Smartwatches typically utilize one or more short-range communications protocols to pair them with smartphones such as Bluetooth or RFID. Companies that make small, energy-sipping wireless radios will be in demand.

Bluetooth leader Broadcom (NASDAQ: BRCM) is an obvious choice, but I've personally invested in former Phillips subsidiary NXP Semiconductors (NASDAQ: NXPI) for its work in RFID tech commonly found in EZ-Pass tags.

A primary area of difference between watch and phone is in the sensor department. Smartphones all utilize image sensors for their cameras and velocity sensors for screen orientation, but outside of the latest trend of fingerprint scanners, few smartphones contain biometric sensors.
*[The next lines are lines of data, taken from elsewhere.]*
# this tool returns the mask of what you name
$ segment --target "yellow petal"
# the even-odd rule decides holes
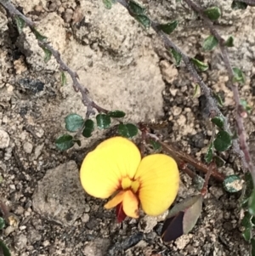
[[[175,161],[167,155],[143,158],[134,179],[141,183],[139,197],[143,210],[149,215],[165,212],[177,196],[179,173]]]
[[[120,191],[111,200],[110,200],[107,203],[105,204],[105,208],[110,209],[112,208],[115,208],[123,201],[125,191]]]
[[[139,218],[139,200],[129,190],[124,193],[123,211],[127,216]]]
[[[123,177],[133,178],[141,156],[128,139],[114,137],[100,143],[82,164],[80,179],[91,196],[107,198],[121,188]]]

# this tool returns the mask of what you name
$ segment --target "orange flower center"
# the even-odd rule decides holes
[[[137,192],[140,183],[139,180],[133,180],[129,177],[122,178],[121,191],[105,205],[105,208],[109,209],[122,203],[123,211],[126,215],[138,218],[139,200]]]

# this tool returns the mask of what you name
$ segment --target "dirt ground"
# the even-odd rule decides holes
[[[183,65],[174,66],[152,31],[141,28],[118,4],[106,10],[95,0],[32,2],[14,3],[37,22],[99,105],[126,111],[127,121],[167,120],[167,127],[160,131],[163,139],[203,159],[212,134],[203,99],[192,96],[190,74]],[[198,54],[208,31],[186,7],[163,0],[143,2],[151,17],[179,20],[172,38],[190,56],[209,63],[201,77],[222,94],[222,111],[234,130],[233,95],[219,49]],[[235,38],[230,58],[246,75],[240,91],[252,107],[255,13],[252,8],[234,13],[230,4],[223,4],[216,27]],[[68,84],[60,86],[57,64],[43,62],[43,52],[29,29],[19,35],[1,9],[0,14],[0,130],[7,133],[7,139],[0,139],[0,196],[19,218],[18,226],[7,227],[0,238],[12,255],[249,255],[241,236],[240,194],[228,194],[213,179],[197,225],[170,244],[159,236],[166,213],[117,224],[114,211],[104,209],[105,202],[85,194],[78,179],[81,162],[113,130],[96,132],[82,139],[82,147],[67,152],[56,150],[54,139],[65,132],[65,117],[84,116],[80,95],[69,77]],[[250,139],[255,137],[254,117],[252,110],[246,120]],[[243,174],[231,151],[221,156],[226,161],[222,173]],[[190,179],[182,174],[177,201],[195,193]]]

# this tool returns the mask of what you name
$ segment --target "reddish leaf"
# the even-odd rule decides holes
[[[184,235],[184,212],[178,212],[175,216],[165,220],[162,230],[162,238],[164,242],[171,242]]]
[[[118,223],[122,222],[125,219],[125,218],[127,217],[126,213],[123,211],[122,202],[119,203],[116,207],[116,215]]]

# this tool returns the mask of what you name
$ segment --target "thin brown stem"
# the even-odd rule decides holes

Because of their place against the skin, smartwatches could be used to track heartrate, body temperature, or other electrical impulses. The Nike Fuelband, Fitbit Force, and Jawbone Up all utilize biometric sensors already.

This is one of the big areas that warrants a second look, and industry groups like the FIDO alliance are pushing for biometric authentication to become standards above and beyond password verification.

Even if the smartwatch craze doesn't materialize, these are the areas where innovation is already being driven.